Per aderire alla sanatoria, riservata ai contribuenti in grave e comprovata difficoltà economica, c’è tempo fino al 30 aprile 2019.

L’Agenzia delle entrate ha pubblicato oggi sul proprio portale il modulo necessario per beneficiare del “saldo e stralcio”, il meccanismo tramite il quale, in presenza di precisi requisiti, sarà possibile regolarizzare la propria posizione nei confronti del fisco pagando solo una parte della somma originariamente dovuta.

Chi può aderire

L’agevolazione è riservata esclusivamente alle persone fisiche in grave e comprovata difficoltà economica ed in particolare ai contribuenti il cui indicatore della situazione economica (ISEE) non sia superiore a 20.000 euro. Inoltre possono aderire al Saldo e stralcio anche i contribuenti per i quali risulti aperta la procedura di liquidazione prevista dalla legge sul sovraindebitamento.

Le quote da saldare

La quota del debito originario che va comunque saldata varia in base all’ISEE del contribuente. In particolare, la quota agevolata per il pagamento è così differenziata:

–          16% delle somme dovute a titolo di capitale e interessi di ritardata iscrizione a ruolo con ISEE fino a 8.500 euro;

–          20% delle somme dovute a titolo di capitale e interessi di ritardata iscrizione a ruolo con ISEE da 8.500,01 a 12.500 euro;

–          35% delle somme dovute a titolo di capitale e interessi di ritardata iscrizione a ruolo con ISEE da 12.500,01 a 20.000 euro.
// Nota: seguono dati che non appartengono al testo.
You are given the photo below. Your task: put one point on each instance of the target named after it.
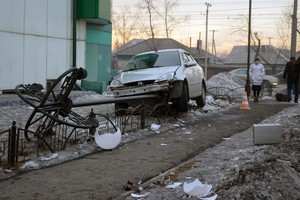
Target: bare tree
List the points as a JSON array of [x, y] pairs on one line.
[[123, 29], [148, 6], [283, 27], [241, 28]]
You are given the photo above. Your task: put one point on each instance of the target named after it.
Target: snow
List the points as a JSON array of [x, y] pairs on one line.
[[20, 113]]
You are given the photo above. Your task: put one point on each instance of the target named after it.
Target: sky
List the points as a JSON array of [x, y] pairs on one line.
[[222, 20]]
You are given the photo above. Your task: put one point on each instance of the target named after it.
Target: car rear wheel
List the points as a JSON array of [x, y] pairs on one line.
[[183, 99], [201, 100]]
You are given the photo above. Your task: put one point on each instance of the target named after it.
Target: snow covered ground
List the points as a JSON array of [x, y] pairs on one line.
[[20, 114]]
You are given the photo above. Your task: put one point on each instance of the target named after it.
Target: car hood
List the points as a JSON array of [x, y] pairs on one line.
[[144, 74]]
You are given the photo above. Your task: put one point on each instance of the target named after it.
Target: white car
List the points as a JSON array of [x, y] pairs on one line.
[[173, 74]]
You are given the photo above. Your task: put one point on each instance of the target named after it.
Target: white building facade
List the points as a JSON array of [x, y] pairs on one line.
[[36, 41]]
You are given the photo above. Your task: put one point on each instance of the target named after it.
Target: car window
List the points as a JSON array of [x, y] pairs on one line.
[[159, 59], [167, 58], [241, 72]]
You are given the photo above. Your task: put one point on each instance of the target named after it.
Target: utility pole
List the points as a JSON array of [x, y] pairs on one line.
[[206, 32], [247, 87], [269, 40], [213, 48], [294, 30]]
Per quali debiti può essere chiesto il saldo e stralcio

L’Agenzia delle entrate precisa che il provvedimento riguarda solo i debiti risultanti dai carichi affidati all’Agente della riscossione dal primo gennaio 2000 al 31 dicembre 2017 e derivanti dall’omesso versamento di:

–          Imposte relative alle dichiarazioni dei redditi

–          Contributi dovuti dagli iscritti alle casse previdenziali o alle gestioni previdenziali dei lavoratori autonomi dell’INPS

Infine, possono beneficiare del provvedimento anche i contribuenti che non hanno regolarmente perfezionato i pagamenti connessi alle passate “Rottamazioni” delle cartelle.